1. ## Geometric Proofs

Let triangle ABC be a triangle and let D, E, an F be the midpoints of the sides BC, AC, and AB, respectively
a) Prove that triangle EDC is not similar to triangle ABC.
b) Prove that the congruences segment AF congruent to segment ED, segment AE congruent segment FD, and segment BD congruent to segment EF cannot all hold.

2. Originally Posted by sharkman
Let triangle ABC be a triangle and let D, E, an F be the midpoints of the sides BC, AC, and AB, respectively
a) Prove that triangle EDC is not similar to triangle ABC.
b) Prove that the congruences segment AF congruent to segment ED, segment AE congruent segment FD, and segment BD congruent to segment EF cannot all hold.
Hi sharkman,

If I am interpreting your first question correctly, the segment DE is a midsegment of triangle ABC. DE would be parallel to and equal to one-half segment AB. This would, infact, mean that triangle EDC IS SIMILAR to triangle ABC.

3. ## a or b

Originally Posted by masters
Hi sharkman,

If I am interpreting your first question correctly, the segment DE is a midsegment of triangle ABC. DE would be parallel to and equal to one-half segment AB. This would, infact, mean that triangle EDC IS SIMILAR to triangle ABC.
Did you answer a and b or just a?

4. Originally Posted by sharkman
Did you answer a and b or just a?
Actually, I was questioning the fact that you cannot prove that triangle ABC is not similar to triangle EDC. They are similar.

Angle CED is congruent to angle CAB (corresponding angles)
Angle CDE is congruent to angle CBA (corresponding angles)

Therefore, triangle EDC is similar to triangle ABC because of AA similarity property.

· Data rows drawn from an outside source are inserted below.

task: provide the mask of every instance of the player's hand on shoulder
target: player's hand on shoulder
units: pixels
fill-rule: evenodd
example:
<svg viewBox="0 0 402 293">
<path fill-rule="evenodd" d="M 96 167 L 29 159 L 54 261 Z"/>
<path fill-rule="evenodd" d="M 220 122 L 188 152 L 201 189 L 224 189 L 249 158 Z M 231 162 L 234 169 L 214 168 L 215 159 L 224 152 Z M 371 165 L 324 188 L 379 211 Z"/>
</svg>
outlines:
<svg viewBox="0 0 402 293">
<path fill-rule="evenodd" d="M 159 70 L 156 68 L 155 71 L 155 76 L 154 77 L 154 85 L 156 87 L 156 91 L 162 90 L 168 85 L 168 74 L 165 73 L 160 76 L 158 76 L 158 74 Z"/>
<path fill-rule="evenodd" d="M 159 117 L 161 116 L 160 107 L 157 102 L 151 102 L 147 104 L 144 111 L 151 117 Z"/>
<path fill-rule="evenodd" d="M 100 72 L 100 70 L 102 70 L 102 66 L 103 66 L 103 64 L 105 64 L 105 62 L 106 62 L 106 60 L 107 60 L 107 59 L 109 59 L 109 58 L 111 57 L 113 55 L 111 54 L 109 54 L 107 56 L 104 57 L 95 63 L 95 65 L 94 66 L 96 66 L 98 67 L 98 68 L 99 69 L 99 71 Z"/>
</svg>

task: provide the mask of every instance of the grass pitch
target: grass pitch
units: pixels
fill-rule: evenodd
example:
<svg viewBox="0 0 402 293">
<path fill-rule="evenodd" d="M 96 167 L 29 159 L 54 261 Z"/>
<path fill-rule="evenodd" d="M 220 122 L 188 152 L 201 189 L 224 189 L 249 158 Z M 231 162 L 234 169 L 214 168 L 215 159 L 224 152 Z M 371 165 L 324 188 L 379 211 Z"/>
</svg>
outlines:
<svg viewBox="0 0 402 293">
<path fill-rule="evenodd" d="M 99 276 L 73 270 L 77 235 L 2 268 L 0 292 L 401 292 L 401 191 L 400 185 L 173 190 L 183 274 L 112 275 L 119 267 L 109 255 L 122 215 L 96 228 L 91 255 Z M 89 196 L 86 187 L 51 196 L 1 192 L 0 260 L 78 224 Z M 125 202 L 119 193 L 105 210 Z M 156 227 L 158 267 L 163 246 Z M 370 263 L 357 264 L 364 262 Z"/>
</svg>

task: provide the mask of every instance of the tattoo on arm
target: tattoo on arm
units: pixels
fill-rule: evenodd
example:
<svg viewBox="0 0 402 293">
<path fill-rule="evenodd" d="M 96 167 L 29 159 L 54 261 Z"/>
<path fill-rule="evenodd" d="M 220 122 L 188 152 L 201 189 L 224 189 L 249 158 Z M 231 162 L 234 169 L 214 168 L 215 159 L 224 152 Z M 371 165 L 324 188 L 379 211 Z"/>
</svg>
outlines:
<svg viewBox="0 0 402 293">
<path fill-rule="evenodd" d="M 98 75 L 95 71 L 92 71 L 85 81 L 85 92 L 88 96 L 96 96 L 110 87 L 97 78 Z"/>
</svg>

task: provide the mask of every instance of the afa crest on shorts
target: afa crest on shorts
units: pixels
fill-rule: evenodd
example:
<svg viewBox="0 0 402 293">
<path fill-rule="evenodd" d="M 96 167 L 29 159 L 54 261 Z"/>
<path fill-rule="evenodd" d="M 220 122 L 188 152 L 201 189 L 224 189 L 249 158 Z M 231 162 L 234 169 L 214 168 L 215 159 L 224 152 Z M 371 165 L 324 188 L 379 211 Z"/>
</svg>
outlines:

You can answer part (b) by what I stated about the midsegment of a triangle. The midsegment of a triangle is the segment that joins the midpoints of two sides. This segment is parallel to the third side and is one-half the length of the third side. This is enough information to show that

ED = 1/2 AB (triangle midsegment theorem)

AF = 1/2 AB (Given)

Therefore, AF = ED

Using similar logic, you can prove AE = FD and BD = EF.

5. ## ok...

Originally Posted by masters
Actually, I was questioning the fact that you cannot prove that triangle ABC is not similar to triangle EDC. They are similar.

Angle CED is congruent to angle CAB (corresponding angles)
Angle CDE is congruent to angle CBA (corresponding angles)

Therefore, triangle EDC is similar to triangle ABC because of AA similarity property.

You can answer part (b) by what I stated about the midsegment of a triangle. The midsegment of a triangle is the segment that joins the midpoints of two sides. This segment is parallel to the third side and is one-half the length of the third side. This is enough information to show that

ED = 1/2 AB (triangle midsegment theorem)

AF = 1/2 AB (Given)

Therefore, AF = ED

Using similar logic, you can prove AE = FD and BD = EF.
Thanks for the break down of part b.